Before you start trying to conceive, it is wise to make a pre-conception checkup for you and your partner. Your doctor or midwife is likely going to ask you a series of questions that look at your medical conditions, sexual history, any surgeries, your periods, past pregnancies, medications, social history and more. Your care provider is looking to identify any concerns that need to be addressed or that may cause complications trying to conceive.
Stopping Birth Control
How and when to stop birth control and your ability to get pregnant largely depend on the type of birth control you are taking. While some women may begin menstruating immediately, many experience several months of delay while hormones catch up. This is something to discuss with your provider at your pre-conception appointment.

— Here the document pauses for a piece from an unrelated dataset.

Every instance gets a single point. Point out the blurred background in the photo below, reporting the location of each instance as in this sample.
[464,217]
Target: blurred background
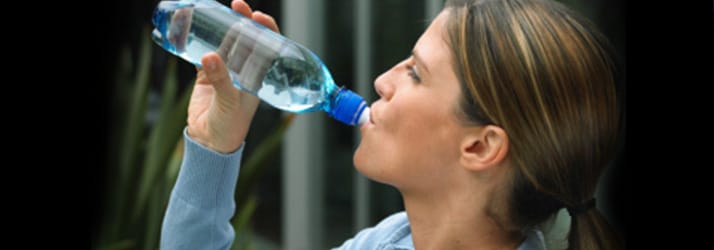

Having a baby can be expensive. There’s never a way to truly be financially ready, but you can be better prepared. Consider setting up a “slush” fund for yourself. Even just trying to get pregnant can suddenly mean more doctor visits, more copays and medications, and other expenses. If all you do is put aside $20 per paycheck, this will help build up a small nest egg for you to spend on expenses you didn’t expect.
Insurance and Benefits
Now is a good time to research your employer’s maternity policy and your insurance benefits. No matter what kind of health insurance plan you have, chances are you’ll face out-of-pocket costs. A deductible is the amount you have to pay before your insurance kicks in, and a copay is a fixed amount you pay when you receive a service. When you choose your health care providers, make sure they’re “in network” for your insurance plan. Also, look into whether your employer offers any supplemental programs such as short-term disability or hospital indemnity that might help cover some of the expenses.
Get Your Flu Shot
The American College of Obstetricians and Gynecologists says that the flu vaccination is an essential element of pre-conception, prenatal, and postpartum care because pregnant women are at an increased risk of serious illness.